# Green's Theorem?

1. Dec 10, 2013

### TysonM8

I’m having a little trouble understanding why Green’s Theorem is defined as;

∮_C P dx+Q dy = ∬_D [(δQ/δx)-(δP/δy)] dA

∮_C P dx+Q dy = ∬_D [(δQ/δx)+(δP/δy)] dA

When proving the theorem, in the first step you simply reverse the bounds of the second integral to get the result;

∮_C P dx = -∫_(x=a)^(x=b) ∫_(y=g_1 (x))^(y=g_2 (x)) δP/δy dydx

But in the second step, the bounds are kept how they are to keep the double integral positive.
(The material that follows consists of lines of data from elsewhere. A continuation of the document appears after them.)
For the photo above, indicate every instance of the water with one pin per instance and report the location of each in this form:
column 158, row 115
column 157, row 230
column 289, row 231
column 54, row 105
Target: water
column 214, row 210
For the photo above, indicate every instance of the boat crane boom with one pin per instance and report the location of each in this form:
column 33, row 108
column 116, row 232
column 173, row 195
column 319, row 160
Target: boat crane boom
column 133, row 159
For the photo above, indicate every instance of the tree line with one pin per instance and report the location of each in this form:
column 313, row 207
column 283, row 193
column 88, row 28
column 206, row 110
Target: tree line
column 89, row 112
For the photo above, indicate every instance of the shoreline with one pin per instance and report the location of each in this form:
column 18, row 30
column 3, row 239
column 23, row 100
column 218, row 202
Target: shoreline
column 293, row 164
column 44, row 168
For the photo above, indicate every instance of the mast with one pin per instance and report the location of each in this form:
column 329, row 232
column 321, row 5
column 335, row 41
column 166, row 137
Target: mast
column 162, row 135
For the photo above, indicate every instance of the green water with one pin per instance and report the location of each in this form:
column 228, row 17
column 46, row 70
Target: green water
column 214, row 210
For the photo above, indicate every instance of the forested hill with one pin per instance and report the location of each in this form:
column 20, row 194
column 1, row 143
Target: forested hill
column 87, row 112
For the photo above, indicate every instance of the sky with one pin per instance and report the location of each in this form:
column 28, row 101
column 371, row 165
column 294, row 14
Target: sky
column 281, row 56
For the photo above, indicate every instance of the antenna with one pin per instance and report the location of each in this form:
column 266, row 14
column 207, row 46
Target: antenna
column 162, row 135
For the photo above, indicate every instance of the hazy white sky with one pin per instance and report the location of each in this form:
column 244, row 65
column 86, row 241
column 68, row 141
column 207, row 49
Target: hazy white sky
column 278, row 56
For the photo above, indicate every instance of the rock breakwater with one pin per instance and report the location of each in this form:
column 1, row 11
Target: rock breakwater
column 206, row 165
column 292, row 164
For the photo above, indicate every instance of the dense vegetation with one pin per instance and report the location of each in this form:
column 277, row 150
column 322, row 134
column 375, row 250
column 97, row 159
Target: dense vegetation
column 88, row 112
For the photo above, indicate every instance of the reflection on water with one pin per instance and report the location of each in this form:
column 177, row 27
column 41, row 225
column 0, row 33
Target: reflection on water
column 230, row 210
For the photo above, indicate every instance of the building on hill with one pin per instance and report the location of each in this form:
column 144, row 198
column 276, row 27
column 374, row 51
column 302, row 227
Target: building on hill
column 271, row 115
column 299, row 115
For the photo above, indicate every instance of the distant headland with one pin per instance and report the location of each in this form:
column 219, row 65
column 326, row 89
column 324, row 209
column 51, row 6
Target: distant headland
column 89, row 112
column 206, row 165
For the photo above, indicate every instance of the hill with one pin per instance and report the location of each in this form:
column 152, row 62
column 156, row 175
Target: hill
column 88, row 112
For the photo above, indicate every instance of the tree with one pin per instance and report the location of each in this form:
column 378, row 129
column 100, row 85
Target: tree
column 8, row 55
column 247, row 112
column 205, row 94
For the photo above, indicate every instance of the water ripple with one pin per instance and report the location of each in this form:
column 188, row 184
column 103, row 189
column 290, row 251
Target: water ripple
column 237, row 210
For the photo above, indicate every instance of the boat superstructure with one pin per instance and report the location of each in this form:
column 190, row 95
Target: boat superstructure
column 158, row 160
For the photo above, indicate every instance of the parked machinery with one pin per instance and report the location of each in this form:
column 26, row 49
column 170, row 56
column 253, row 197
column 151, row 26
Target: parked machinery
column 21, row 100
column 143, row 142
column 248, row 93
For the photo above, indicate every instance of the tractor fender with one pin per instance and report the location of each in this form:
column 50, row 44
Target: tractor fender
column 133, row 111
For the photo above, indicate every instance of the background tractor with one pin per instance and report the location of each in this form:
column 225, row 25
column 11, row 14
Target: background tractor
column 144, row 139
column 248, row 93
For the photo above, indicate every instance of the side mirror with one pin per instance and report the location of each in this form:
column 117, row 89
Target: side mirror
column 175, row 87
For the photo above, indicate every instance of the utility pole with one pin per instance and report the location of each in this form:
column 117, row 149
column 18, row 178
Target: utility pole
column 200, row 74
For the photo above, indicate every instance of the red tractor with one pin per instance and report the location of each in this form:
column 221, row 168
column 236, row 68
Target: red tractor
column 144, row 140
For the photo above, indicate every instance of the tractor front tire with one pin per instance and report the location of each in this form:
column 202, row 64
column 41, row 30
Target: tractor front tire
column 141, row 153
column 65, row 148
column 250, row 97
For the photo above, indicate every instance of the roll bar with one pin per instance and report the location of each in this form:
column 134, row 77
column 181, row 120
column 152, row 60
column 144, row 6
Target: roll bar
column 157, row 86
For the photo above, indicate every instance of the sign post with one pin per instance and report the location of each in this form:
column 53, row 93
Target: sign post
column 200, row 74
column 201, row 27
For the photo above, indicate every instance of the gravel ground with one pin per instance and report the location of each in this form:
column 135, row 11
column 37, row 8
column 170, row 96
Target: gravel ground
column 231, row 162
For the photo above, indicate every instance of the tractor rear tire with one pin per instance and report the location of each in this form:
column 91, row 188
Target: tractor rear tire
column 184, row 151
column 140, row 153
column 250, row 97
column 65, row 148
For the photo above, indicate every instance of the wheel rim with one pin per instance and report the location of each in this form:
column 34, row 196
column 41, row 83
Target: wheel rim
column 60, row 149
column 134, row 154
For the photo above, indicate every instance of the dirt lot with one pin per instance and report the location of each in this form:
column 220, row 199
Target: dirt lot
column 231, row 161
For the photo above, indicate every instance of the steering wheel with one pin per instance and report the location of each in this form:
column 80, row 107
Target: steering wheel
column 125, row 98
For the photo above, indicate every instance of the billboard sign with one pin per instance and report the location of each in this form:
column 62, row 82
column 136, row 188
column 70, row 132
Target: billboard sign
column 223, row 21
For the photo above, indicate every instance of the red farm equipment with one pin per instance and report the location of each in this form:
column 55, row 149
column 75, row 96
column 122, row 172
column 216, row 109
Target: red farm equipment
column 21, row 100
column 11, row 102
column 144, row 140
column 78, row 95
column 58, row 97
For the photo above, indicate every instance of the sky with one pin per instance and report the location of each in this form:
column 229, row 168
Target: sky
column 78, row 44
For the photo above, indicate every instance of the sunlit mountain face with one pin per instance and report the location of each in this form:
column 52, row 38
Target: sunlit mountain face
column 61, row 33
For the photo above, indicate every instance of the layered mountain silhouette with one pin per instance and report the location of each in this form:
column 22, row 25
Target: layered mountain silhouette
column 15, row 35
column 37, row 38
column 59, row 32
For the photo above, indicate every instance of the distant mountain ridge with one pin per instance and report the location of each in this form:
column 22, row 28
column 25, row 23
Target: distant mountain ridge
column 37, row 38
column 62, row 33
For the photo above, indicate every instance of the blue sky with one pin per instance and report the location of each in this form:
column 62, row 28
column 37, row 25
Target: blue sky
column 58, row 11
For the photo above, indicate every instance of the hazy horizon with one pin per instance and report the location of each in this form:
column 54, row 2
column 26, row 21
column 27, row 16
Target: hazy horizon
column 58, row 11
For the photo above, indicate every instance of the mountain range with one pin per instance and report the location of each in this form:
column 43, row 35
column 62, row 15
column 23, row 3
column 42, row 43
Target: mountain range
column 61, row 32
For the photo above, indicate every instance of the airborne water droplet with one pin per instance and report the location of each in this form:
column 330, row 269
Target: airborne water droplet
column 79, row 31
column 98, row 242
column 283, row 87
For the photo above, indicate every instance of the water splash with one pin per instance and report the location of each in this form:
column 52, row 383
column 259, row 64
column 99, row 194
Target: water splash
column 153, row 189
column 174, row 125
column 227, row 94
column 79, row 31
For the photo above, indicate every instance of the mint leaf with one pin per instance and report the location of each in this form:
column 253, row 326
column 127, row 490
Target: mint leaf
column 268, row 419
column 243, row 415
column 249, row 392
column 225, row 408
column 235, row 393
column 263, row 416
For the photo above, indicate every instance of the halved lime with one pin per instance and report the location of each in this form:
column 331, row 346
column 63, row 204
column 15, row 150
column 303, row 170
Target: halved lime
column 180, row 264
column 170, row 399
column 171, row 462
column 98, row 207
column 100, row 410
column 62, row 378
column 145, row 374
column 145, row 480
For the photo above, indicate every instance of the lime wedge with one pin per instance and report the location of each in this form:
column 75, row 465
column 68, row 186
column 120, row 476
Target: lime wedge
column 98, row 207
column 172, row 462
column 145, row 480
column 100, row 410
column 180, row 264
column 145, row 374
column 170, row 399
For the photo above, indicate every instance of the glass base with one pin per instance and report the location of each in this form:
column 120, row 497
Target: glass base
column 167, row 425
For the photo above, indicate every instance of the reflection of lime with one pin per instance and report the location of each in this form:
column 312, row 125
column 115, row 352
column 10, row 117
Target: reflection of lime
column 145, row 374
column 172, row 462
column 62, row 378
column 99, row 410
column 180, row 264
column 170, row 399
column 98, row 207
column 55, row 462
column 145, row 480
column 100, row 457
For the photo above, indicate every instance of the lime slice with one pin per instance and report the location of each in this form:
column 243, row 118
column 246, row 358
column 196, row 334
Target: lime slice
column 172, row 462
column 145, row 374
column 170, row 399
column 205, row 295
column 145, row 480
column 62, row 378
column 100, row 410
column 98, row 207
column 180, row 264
So you have;

∮_C Q dy = ∫_(y=a)^(y=b) ∫_(x=h_2 (y))^(x=h_1 (y)) δP/δy dxdy

So can anyone explain why the bounds were reversed in the step?

2. Dec 10, 2013

### HallsofIvy

Staff Emeritus
Because, in the proof, you reverse the direction along the curve:

You divide the closed curve at two points, $t_0$ and $t_1$, and integrate along the top and bottom curves from $t_0$ to $t_1$. If you are going counterclockwise around the curve over the top half, then you are going clockwise over the bottom half. In order to have a single integration around the full curve, you have to reverse the direction of one half.

3. Dec 11, 2013

### TysonM8

That's the first time you reverse the bounds (you also do this for the second step, reversing the bounds a and b), but you reverse the bounds of the second integral (g_1(x) and g_2(x)) later on. The question is, why isn't this done for the second step as well?